Michael Chabon’s Magical Year

A Leap into Non-Fiction with Maps and Legends
 
Maps and Legends, by Michael Chabon
McSweeney’s, 2008
200 pages 

Michael Chabon is having a productive couple of years. After publishing the award-winning The Yiddish Policeman’s Union and the serial novella Gentlemen of the Road in 2007, Chabon moved deftly into 2008 with the release of his first book of essays and non-fiction. The collection, Maps and Legends (McSweeney’s 2008), traces Chabon’s development as an author, from a young dreamer living in the suburbs of coastal Maryland to his current status as Jewish-American fiction’s leading man.

The collection opens with a slightly revised version of an essay that appeared in the 2005 edition of America’s Best Short Stories, which Chabon edited.
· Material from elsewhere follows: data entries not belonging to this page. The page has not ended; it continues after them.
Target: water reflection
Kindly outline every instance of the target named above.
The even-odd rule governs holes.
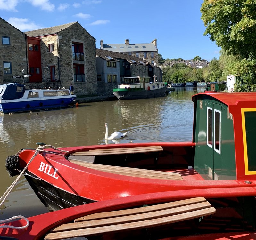
[[[15,178],[5,169],[5,159],[22,148],[41,142],[57,147],[157,141],[190,141],[196,88],[176,88],[166,97],[150,99],[85,103],[78,107],[0,116],[0,194]],[[128,132],[127,137],[105,139],[109,131]],[[2,219],[21,214],[46,212],[22,177],[0,209]]]

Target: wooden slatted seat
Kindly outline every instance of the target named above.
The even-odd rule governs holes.
[[[77,152],[70,155],[72,156],[91,156],[99,155],[127,154],[142,153],[145,152],[161,152],[163,151],[161,146],[147,146],[134,148],[123,148],[100,149],[94,149],[85,152]]]
[[[126,230],[164,225],[213,214],[214,207],[203,197],[149,206],[99,213],[62,224],[52,230],[45,240],[88,236]]]
[[[169,180],[183,180],[179,173],[87,163],[69,159],[71,163],[100,171],[132,177]]]

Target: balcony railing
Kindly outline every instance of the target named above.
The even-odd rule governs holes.
[[[76,61],[84,61],[83,52],[73,52],[73,60]]]
[[[74,74],[74,81],[75,82],[85,82],[84,74]]]

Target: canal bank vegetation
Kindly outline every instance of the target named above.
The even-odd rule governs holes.
[[[236,92],[256,92],[256,3],[252,0],[204,0],[200,9],[204,33],[221,48],[208,66],[163,68],[164,81],[226,81],[234,75]]]

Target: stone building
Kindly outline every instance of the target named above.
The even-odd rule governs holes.
[[[100,49],[116,52],[124,53],[144,59],[153,65],[158,65],[158,49],[157,39],[150,43],[130,43],[128,39],[124,44],[105,44],[101,40]]]
[[[96,49],[98,92],[111,92],[123,78],[150,76],[152,82],[162,79],[161,68],[132,55]]]
[[[97,93],[96,40],[78,22],[25,33],[28,38],[40,39],[42,79],[29,80],[37,86],[47,83],[53,87],[67,88],[72,83],[77,95]],[[28,52],[37,51],[34,44]],[[31,45],[32,45],[32,46]],[[36,69],[34,61],[29,59],[29,74]],[[34,70],[35,71],[35,70]],[[39,77],[39,76],[38,76]]]
[[[0,84],[13,82],[13,76],[26,73],[25,34],[0,18]],[[23,78],[15,81],[23,83]]]

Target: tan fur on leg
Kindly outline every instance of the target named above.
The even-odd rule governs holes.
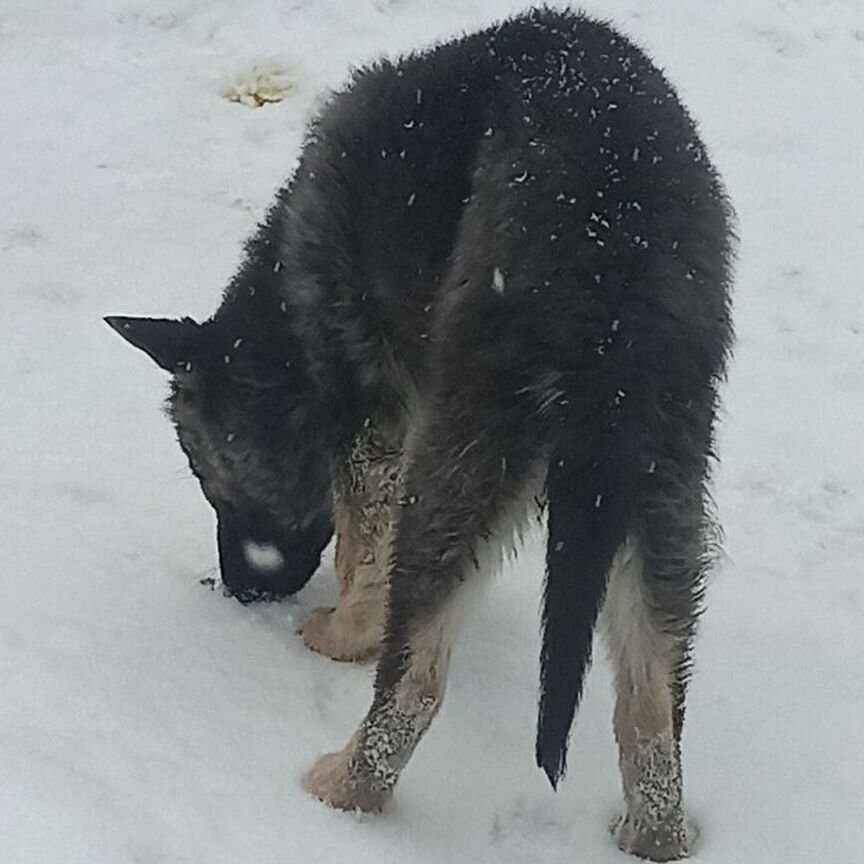
[[[381,809],[441,706],[453,605],[411,639],[409,666],[395,691],[376,698],[344,750],[312,766],[303,779],[307,792],[341,810]]]
[[[399,482],[399,451],[391,441],[366,427],[334,483],[339,602],[315,610],[301,631],[307,647],[334,660],[368,660],[380,651]]]
[[[645,603],[642,562],[630,543],[613,564],[601,621],[615,666],[615,738],[627,803],[618,845],[652,861],[684,858],[690,850],[672,728],[677,646]]]

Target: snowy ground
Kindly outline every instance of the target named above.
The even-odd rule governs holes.
[[[0,862],[626,859],[608,670],[553,795],[533,765],[540,554],[457,652],[393,809],[298,787],[371,669],[305,651],[333,592],[243,608],[202,588],[212,517],[165,381],[100,317],[206,316],[351,64],[473,28],[495,0],[0,3]],[[864,7],[589,0],[663,64],[740,215],[737,359],[685,736],[702,864],[852,864],[864,800]],[[288,98],[221,93],[263,61]],[[857,442],[857,443],[856,443]]]

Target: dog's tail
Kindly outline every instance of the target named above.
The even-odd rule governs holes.
[[[585,442],[582,452],[573,439],[559,446],[546,483],[549,536],[536,755],[553,788],[567,768],[570,727],[591,663],[597,615],[609,568],[627,533],[632,496],[626,460],[613,438],[606,430],[603,440]]]

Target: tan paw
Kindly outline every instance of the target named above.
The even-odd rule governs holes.
[[[693,825],[679,822],[672,826],[649,827],[631,816],[613,823],[613,833],[622,852],[649,861],[678,861],[688,858],[696,838]]]
[[[337,810],[381,810],[389,793],[365,788],[351,776],[351,745],[322,756],[303,776],[303,788]]]
[[[381,647],[378,628],[363,626],[339,609],[316,609],[300,633],[307,648],[333,660],[371,660]]]

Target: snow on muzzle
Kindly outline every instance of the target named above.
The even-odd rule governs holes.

Defending what he defines as “entertainment literature,” Chabon decries the ghettoized state of genre fiction and encourages a general reexamination of how stodgy literary types view the odd world of mass-market paperbacks. “Entertainment, as I define it, pleasure and all, remains the only sure means we have of bridging, or at least of feeling as if we have bridged, the gulf of consciousness that separates each of us from everybody else,” Chabon writes. By marginalizing “entertainment lit,” readers have lost their connection to a common literature of the past. There was a time, Chabon asserts, that entertainers, court jesters, bards, men of the theatre, were the literary elite.

In the following essays, Chabon unfolds a broken-up narrative showing how his belief in genre fiction made him into the literary man he is today. He describes writing his first novel, The Mysteries of Pittsburgh tells of how his first marriage fell apart and his second bloomed in the rubble; and explains how his Judaism fits into his fascination with wandering, lost souls. One can read in his account of himself a hungering for association with the Other that rings true in the broad arc of the Chabon compendium.

Thematically, Maps and Legends covers no ground that hasn’t already been trod in one of Chabon’s longer novels. Anyone who knows something of his biography is aware of the real-life romances, heterosexual and homosexual, that informed the bulk of his first novel, and the difficulty he had following up on its success, which was central to the plot of his second novel, Wonder Boys. His well-known love of comic books is readily apparent in The Amazing Adventures of Kavalier and Clay, and his 2007 efforts demonstrate his love of genre fiction.

All that said, anyone who enjoys Chabon’s writing would be remiss not to pick up a copy of this bundle of essays. Chabon demonstrates with uncanny ease that which makes him both so elusive and accessible as an author: the ability to blend myth and history to create what can only be called a realist fantasy. His wit and charm are present en force in each essay. Chabon writes his history as if he were spinning a forgotten subplot out of the Pittsburgh suburbs of his restive mind.

It also serves to note that Chabon delivered a handful of these essays as opening remarks at his readings of The Yiddish Policeman’s Union in 2007. Those essays deal with Jewish Diaspora identity and transmuting the idea of Diaspora into “home.” Chabon explains that his fascination with the image of the wandering Jew stems from the precise fact of his own boundedness: he is at home in America and at home as a writer in Berkeley, far from the “eternal homeland of the Jewish people.” His narratives and his essays, so filled with flawed saviors and failed protectors, are an anti-expression of the Jewish sentiment “out of Diaspora;” as Kafka once surmised, the great joke of the Jewish experience is that the road home has become a home itself. If Chabon’s opening explorations of that sentiment are to be found in The Amazing Adventures of Kavalier and Clay  and The Yiddish Policeman’s Union, it reaches full expression in Maps and Legends.